Why does anomalies not add a gray prediction band in the dashboard? / Why am I getting “No Data” for an Anomaly Alert? / How much history do the algorithms require?

All the algorithms besides Basic require historical data before they can start making predictions. If your metric has only started reporting data for a short while, then Agile and Robust won’t try to make any predictions until it has at least two weeks of history. Adaptive will start working after it has at least two hours worth of history.

Why does an anomaly “disappear” when I zoom in?

At different zoom levels, the same query can result in time series with very different characteristics. When looking at longer time periods, each point represents the aggregate of many more-granular points. Therefore, each of these aggregate points may hide noise observed in the more granular points. For example, charts that show one week often appear smoother (less noisy) than charts that show just 10 minutes.
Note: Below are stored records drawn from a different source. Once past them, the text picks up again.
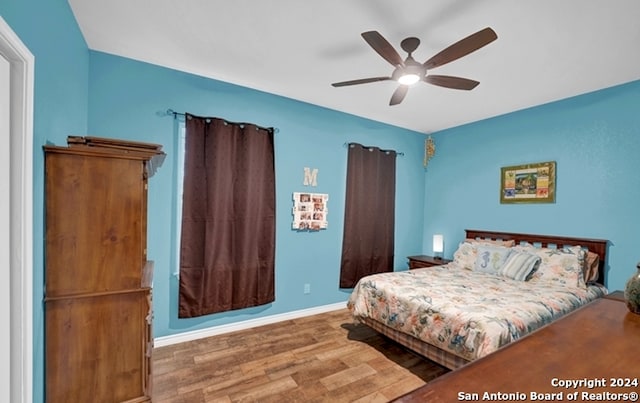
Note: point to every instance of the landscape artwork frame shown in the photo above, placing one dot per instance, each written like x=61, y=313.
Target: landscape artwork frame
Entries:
x=528, y=183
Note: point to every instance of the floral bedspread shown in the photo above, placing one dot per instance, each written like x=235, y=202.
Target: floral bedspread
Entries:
x=467, y=313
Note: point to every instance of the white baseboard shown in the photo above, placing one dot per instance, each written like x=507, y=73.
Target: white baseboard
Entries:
x=247, y=324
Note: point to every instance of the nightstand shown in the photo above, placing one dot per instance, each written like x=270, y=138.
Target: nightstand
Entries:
x=416, y=262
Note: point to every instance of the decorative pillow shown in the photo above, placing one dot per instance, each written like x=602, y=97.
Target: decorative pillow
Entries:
x=519, y=265
x=489, y=259
x=465, y=255
x=559, y=266
x=507, y=244
x=591, y=264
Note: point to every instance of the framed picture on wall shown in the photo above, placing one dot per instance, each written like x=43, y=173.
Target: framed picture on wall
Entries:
x=530, y=183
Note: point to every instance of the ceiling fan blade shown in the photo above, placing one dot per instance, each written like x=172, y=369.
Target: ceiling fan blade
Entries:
x=361, y=81
x=461, y=48
x=399, y=94
x=457, y=83
x=383, y=47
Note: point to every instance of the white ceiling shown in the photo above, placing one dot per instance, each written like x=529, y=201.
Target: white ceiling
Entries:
x=546, y=49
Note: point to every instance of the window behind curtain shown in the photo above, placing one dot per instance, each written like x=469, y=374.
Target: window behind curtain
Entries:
x=227, y=247
x=368, y=240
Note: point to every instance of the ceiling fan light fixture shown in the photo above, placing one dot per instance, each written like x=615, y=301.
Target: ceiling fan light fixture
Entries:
x=409, y=79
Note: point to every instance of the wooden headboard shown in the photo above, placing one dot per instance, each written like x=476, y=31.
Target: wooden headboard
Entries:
x=598, y=246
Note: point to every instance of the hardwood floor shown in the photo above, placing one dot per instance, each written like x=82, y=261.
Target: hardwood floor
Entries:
x=320, y=358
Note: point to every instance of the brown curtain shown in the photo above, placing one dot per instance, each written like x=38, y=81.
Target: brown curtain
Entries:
x=368, y=240
x=227, y=248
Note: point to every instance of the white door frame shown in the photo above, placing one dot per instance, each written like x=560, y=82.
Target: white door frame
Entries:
x=22, y=64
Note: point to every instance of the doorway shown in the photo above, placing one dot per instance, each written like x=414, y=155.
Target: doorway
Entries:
x=16, y=217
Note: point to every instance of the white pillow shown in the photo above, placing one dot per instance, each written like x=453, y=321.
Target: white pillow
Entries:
x=489, y=259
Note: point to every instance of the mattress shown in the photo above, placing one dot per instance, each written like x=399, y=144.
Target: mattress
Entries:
x=467, y=313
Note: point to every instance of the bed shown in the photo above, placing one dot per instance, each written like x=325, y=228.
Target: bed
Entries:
x=461, y=311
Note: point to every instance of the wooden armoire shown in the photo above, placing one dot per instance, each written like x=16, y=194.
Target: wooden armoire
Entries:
x=97, y=278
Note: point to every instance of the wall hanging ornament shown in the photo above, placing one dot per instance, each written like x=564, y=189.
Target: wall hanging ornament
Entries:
x=310, y=211
x=429, y=150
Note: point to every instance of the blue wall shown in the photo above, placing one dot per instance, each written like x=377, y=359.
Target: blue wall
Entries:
x=50, y=32
x=127, y=100
x=595, y=140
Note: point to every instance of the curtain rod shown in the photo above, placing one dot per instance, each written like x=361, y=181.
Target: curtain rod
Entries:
x=397, y=153
x=176, y=114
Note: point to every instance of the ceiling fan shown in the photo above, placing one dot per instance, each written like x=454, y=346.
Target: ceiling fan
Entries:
x=409, y=71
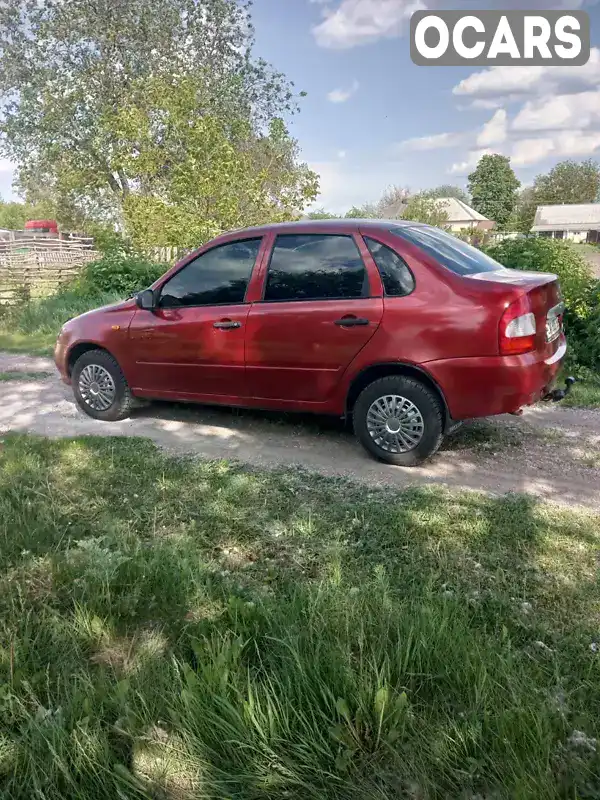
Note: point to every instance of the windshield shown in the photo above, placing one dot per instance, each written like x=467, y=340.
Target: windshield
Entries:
x=452, y=253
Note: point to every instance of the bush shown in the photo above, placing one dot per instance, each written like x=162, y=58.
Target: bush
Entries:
x=119, y=272
x=580, y=291
x=584, y=333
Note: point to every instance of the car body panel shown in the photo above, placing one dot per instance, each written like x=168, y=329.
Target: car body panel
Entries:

The width of the gray band that is drawn by our anomaly detection algorithm is, in part, based on the noisiness of the time series in the plot. The band must be wide enough that ordinary noise is mostly inside the band and doesn’t appear as anomalous. Unfortunately, when the band is wide enough to include ordinary noise, it might also be wide enough to hide some anomalies, especially when viewing short time windows.

Here’s a concrete example to illustrate. The app.requests metric is noisy but has a constant average value of 8. On one day, there is a 10-minute anomalous period, starting a 9:00, during which the metric has an average value of 10. The chart below shows this series in a graph with a one-day time window; each point in the graph summarizes 5 minutes.

The gray band here makes sense; it is wide enough to capture the noise in the time series. Yet, it is narrow enough that the anomaly at 9:00 stands out clearly. This next chart shows a zoomed-in view of a half-hour time window that includes the 10-minute anomaly; each point in the graph summarizes 10 seconds.

Again, the band seems to be reasonably sized, because the non-anomalous data from 8:50 - 9:00 and from 9:10 - 9:20 is inside the band. A band any narrower would start to highlight normal data as anomalous. Notice the band in this graph is ~8x wider than the one in the previous graph. The anomalous period from 9:00 - 9:10 looks a little different from the rest of the series, but it is not extreme enough to fall outside of the band.

In general, if an anomaly disappears when you zoom in, this doesn’t mean that it’s not an anomaly. It means that, while the individual points in the zoomed-in view are not anomalous in isolation, the fact that many slightly unusual points occur together is anomalous.

Is it possible to capture anomalies that occur within the bounds?

If the reason anomalies are occurring within the bounds is that the volatility of a metric leads to wide bounds that mask true anomalies (as described in the FAQ above), you may be able apply functions to the series to reduce its volatility, leading to narrower bounds and better anomaly detection.

For example, many important metrics (e.g., successful.logins, checkouts.completed, etc.) represent the success of some user-driven action. It can be useful to monitor for anomalous drops in one of those metrics, as this may be an indication that something is preventing successful completion of these events and that the user experience is suffering.

It’s common that these metrics have points that are at or near zero, especially when viewing the metric over a short window of time. Unfortunately, this results in the bounds of the anomaly detection forecast include zero, making it impossible to detect anomalous drops in the metric. An example is shown below.

How can we work around this problem? One approach is to add a rollup() to force the use of a larger interval. rollup() takes as an argument the number of seconds that should be aggregated into a single point on the graph. For example, applying rollup(120) will lead to a series with one point every two minutes. With larger intervals, zeros become rare and can correctly be categorized as anomalies. Here’s the same series as above but with a 2-minute rollup applied.

Another option is to apply the ewma() function to take a moving average. Like with rollups, this function will smooth away intermittent zeros so that drops in the metric can correctly be identified as anomalies.